L’investissement dans l’immobilier fait travailler des sociétés sur le territoire français.
La finance est mondiale : je peux acheter des actions en deux clics de souris partout dans le monde , donc aucune garantie que le capital soit investi en France.

Après, faire croire que les grosses fortunes reviendrons, c’est un conte de fées :
ils connaissent trop bien la situation du pays qui est super endetté, et que c’est une source d’incertitude.
Ce qui est certain, c’est que les classes moyennes vont trinquer, et celui qui par sont travail voudra progresser se verra très vite rattrapé par la fiscalité au point que ça ne vaut plus le coup de travailler plus pour gagner moins comme c’est déjà le cas, mais en pire.
Réponse de le 29/09/2017 à 22:33 :
Il y a bien plus grave que la dette pour pénaliser l'investissement en France : l'effondrement du niveau scolaire mis en évidence année après année par TIMMS et PISA. A terme ça porte en germe une chute de la compétitivité hors-coûts qui viendra s'ajouter à une compétitivité-coût faible (coûts salariaux trop élevés que le CICE et le pacte de compétitivité n'ont que peu réduits). Autrement dit la France ne pourra même plus s'appuyer sur le fait d'être une nation d'ingénieurs pour surnager économiquement.

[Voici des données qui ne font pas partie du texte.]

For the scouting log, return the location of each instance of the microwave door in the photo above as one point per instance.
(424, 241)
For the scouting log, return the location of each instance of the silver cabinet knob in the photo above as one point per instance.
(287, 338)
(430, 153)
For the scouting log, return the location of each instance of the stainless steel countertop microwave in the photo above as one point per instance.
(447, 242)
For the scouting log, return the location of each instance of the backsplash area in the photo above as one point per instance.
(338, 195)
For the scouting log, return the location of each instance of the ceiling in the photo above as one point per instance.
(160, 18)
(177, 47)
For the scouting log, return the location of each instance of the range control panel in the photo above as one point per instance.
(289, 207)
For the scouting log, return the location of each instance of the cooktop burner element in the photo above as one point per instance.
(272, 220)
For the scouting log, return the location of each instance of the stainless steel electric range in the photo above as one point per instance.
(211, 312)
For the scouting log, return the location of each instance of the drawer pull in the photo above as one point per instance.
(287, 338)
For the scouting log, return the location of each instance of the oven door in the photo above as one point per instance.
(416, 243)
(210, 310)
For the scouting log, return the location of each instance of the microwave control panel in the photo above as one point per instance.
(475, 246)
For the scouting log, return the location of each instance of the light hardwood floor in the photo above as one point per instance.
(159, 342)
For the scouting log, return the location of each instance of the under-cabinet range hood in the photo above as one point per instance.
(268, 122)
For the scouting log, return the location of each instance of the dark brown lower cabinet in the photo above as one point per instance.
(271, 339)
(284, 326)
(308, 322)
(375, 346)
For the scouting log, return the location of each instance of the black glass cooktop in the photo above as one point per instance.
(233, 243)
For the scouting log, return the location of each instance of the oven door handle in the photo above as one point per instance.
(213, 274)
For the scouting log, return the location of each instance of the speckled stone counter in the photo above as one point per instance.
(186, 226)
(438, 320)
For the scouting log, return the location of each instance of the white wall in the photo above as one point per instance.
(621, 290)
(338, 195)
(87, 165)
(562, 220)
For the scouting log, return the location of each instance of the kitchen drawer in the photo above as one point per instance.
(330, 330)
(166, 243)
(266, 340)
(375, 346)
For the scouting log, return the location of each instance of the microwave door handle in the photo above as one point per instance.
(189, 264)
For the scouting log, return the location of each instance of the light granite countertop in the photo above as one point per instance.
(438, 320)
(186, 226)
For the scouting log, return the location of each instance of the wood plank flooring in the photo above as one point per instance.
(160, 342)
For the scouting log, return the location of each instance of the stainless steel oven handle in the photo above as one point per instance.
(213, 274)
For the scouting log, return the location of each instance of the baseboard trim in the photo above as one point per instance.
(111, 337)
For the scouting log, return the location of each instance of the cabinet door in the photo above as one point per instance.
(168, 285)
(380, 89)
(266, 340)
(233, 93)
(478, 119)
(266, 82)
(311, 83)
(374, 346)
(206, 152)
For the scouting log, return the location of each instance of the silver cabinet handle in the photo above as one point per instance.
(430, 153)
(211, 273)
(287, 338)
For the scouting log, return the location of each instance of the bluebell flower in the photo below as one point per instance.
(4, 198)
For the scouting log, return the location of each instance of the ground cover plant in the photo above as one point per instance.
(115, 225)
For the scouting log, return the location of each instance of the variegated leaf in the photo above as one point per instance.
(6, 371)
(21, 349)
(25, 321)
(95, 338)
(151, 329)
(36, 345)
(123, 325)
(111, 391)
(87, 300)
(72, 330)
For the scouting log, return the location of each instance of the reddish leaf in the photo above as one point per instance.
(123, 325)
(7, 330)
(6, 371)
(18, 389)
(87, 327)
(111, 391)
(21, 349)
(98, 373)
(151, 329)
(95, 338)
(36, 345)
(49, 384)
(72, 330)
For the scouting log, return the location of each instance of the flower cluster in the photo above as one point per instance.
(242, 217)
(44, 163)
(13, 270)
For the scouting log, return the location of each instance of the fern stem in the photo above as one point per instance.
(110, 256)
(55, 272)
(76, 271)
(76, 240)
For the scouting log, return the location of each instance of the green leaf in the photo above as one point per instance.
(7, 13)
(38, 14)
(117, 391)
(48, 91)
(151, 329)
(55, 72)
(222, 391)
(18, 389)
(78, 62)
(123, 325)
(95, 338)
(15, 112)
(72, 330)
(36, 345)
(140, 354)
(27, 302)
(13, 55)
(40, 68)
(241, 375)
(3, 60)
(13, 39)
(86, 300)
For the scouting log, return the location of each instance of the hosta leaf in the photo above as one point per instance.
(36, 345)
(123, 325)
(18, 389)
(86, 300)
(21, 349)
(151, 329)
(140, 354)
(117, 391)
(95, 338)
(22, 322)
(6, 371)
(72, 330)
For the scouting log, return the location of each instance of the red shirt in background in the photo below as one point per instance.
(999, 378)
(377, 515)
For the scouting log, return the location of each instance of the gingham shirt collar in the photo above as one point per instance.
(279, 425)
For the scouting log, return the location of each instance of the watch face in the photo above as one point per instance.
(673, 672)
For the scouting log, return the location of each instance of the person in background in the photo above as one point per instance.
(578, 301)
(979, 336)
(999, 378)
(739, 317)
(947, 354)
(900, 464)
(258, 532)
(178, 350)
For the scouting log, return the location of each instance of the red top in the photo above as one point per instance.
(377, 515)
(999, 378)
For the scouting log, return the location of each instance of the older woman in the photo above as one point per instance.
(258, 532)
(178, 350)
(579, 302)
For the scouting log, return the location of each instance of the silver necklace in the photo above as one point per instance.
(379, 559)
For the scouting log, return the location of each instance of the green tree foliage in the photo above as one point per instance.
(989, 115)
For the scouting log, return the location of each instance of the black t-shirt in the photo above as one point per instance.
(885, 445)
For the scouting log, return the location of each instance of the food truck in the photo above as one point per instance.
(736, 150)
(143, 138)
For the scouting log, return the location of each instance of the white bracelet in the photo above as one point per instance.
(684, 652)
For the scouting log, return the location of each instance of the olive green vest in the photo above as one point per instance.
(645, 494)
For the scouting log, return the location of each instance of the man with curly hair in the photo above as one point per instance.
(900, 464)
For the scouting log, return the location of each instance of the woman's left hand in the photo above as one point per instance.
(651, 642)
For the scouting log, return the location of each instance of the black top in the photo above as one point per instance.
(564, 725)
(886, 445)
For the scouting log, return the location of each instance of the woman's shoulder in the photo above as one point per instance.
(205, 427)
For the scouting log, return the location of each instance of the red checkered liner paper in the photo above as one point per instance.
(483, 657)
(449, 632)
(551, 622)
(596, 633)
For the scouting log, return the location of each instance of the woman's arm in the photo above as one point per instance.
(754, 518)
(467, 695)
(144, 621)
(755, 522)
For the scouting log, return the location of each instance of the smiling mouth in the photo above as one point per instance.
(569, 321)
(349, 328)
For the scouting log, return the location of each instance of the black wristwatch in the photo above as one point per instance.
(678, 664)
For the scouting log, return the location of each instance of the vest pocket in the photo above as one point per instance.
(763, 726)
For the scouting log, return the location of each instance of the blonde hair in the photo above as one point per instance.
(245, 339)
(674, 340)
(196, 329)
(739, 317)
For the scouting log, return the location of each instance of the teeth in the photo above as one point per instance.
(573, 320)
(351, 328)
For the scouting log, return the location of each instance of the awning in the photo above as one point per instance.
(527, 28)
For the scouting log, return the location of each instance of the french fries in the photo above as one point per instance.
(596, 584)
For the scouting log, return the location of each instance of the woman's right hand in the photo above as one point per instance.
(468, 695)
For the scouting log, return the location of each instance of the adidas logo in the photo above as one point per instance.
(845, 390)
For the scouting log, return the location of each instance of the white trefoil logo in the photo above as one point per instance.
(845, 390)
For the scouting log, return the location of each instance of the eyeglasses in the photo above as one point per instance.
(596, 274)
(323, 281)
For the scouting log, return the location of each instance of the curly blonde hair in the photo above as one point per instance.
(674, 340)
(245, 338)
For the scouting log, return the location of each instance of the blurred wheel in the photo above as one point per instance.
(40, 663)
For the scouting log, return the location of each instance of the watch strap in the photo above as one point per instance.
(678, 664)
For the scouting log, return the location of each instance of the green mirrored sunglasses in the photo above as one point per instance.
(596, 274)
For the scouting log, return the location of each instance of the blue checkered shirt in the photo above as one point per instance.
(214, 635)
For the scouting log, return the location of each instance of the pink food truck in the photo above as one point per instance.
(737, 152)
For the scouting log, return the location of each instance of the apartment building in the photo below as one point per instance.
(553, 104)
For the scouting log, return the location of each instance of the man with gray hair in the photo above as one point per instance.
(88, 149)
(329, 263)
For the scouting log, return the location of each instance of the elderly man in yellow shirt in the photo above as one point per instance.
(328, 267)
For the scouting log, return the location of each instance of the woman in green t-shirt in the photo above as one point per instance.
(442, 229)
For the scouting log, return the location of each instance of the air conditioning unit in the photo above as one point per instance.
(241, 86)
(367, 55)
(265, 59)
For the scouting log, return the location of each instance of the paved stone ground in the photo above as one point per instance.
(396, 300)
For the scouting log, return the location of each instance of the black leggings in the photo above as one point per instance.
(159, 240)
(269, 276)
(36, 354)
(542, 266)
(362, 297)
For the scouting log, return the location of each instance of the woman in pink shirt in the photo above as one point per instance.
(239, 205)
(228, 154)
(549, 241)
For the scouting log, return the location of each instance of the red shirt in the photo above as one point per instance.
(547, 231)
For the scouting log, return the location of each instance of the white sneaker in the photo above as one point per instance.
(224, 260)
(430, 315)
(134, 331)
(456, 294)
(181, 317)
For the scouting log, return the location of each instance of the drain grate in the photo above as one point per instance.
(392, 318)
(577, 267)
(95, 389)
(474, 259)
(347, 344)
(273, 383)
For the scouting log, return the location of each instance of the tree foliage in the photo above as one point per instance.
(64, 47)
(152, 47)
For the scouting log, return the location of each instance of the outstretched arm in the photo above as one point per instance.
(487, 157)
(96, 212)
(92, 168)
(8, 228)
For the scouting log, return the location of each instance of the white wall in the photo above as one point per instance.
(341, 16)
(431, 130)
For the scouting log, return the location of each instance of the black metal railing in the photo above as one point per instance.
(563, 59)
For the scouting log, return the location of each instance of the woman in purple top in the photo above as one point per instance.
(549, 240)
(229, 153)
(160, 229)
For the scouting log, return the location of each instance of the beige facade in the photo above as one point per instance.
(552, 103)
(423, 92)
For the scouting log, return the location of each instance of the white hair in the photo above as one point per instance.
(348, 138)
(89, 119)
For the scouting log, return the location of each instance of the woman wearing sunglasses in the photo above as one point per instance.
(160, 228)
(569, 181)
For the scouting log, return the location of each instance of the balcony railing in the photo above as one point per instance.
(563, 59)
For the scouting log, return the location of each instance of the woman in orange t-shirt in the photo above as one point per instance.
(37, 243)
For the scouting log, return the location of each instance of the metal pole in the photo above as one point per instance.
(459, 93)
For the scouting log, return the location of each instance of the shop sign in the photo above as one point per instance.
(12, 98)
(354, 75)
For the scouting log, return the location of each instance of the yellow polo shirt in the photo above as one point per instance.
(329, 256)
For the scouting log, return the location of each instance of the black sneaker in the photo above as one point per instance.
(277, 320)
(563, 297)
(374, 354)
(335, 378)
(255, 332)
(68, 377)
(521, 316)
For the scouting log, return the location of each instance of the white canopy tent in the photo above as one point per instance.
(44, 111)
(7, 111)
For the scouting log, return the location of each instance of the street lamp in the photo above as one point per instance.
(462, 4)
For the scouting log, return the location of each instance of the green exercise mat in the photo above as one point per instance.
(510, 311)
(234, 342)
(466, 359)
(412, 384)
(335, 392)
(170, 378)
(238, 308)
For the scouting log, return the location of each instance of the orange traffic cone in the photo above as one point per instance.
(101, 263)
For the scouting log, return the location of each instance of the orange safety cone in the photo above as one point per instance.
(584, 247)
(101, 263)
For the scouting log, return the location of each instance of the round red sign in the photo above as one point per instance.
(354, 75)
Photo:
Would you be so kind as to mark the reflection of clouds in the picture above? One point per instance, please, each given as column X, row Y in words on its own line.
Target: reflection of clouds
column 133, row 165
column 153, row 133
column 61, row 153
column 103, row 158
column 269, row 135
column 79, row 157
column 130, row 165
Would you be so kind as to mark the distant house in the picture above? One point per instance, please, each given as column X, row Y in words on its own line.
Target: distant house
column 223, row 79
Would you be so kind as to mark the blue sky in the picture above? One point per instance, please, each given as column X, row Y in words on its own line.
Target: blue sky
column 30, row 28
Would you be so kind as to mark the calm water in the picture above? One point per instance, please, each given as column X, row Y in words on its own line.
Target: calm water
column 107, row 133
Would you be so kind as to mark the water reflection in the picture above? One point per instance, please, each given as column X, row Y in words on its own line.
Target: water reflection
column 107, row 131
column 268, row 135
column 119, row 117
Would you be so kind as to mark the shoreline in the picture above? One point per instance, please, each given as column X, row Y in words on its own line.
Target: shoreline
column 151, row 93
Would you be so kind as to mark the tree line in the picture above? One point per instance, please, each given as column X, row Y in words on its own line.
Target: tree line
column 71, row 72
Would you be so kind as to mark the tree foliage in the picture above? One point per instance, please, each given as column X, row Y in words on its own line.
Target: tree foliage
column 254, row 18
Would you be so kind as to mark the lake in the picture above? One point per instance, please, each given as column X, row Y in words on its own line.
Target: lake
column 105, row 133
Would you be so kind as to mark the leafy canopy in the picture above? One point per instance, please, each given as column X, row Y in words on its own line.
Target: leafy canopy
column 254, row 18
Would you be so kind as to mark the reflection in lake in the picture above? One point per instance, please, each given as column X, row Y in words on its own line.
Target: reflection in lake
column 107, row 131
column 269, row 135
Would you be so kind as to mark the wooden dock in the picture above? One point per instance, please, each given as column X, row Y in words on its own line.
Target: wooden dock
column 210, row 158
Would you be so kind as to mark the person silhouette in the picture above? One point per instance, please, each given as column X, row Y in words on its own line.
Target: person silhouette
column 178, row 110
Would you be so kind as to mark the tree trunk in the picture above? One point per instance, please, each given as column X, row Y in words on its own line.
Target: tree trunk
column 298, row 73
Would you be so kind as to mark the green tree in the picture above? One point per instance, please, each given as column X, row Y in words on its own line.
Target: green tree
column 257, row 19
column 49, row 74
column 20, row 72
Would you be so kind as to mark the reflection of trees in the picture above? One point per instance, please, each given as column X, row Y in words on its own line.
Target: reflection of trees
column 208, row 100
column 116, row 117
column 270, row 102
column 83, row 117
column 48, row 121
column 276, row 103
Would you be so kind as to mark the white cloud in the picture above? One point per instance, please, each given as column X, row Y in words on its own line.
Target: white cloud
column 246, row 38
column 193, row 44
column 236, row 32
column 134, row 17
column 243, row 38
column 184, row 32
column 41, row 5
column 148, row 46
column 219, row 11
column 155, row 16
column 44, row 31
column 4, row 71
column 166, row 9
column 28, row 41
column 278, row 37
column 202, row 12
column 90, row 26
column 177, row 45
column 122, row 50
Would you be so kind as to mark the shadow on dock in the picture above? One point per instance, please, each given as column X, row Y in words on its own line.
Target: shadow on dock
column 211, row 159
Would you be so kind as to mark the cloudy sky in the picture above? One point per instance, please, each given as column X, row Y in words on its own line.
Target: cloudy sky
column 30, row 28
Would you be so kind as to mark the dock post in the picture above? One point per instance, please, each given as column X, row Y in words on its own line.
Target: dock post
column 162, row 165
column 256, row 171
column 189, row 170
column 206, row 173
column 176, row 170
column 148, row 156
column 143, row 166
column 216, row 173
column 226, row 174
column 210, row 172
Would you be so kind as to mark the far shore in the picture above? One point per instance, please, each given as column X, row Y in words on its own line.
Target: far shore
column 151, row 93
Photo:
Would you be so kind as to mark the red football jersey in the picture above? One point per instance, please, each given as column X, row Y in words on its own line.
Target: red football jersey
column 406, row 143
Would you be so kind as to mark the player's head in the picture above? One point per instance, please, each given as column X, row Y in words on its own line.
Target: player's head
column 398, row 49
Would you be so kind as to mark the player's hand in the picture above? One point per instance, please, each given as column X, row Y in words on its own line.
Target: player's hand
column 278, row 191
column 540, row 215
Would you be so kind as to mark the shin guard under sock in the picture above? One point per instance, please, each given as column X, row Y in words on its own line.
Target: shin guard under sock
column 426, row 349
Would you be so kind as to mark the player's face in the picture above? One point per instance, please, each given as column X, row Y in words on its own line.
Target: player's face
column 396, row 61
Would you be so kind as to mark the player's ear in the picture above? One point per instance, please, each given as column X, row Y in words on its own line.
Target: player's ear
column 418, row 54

a écrit le 29/09/2017 à 15:44 :
Et un de plus mais ceux qui (gueule) sont ceux qui l'ont élu, FI comprise !!!!
Réponse de le 29/09/2017 à 17:49 :
Pas certain que ce soit le même électorat :

Emmanuel Macron a convaincu au premier tour un cadre sur trois, le quart des "professions intermédiaires" et des retraités, un salarié sur quatre (du public comme du privé), et le quart des électeurs qui travaillent "à leur compte". Mais c'est bien auprès des électeurs les plus aisés qu'Emmanuel Macron obtient le plus grand nombre de suffrages.
Selon l'institut de sondage, il réalise 25% des voix chez les électeurs dont le revenu mensuel du foyer est compris entre 2.000 et 3.000 euros, et 32% chez ceux dont ce revenu est supérieur à 3.000 euros, loin devant le candidat de la droite François Fillon. "Emmanuel Macron a fait une percée particulièrement marquée chez les CSP+", confirme aussi Chloé Morin. "Avec 32%, il devance de 8 points François Fillon
Réponse de le 30/09/2017 à 11:34 :
Et les cadres sont plus nombreux que les prolo !! il y a un bug quelque part (24%).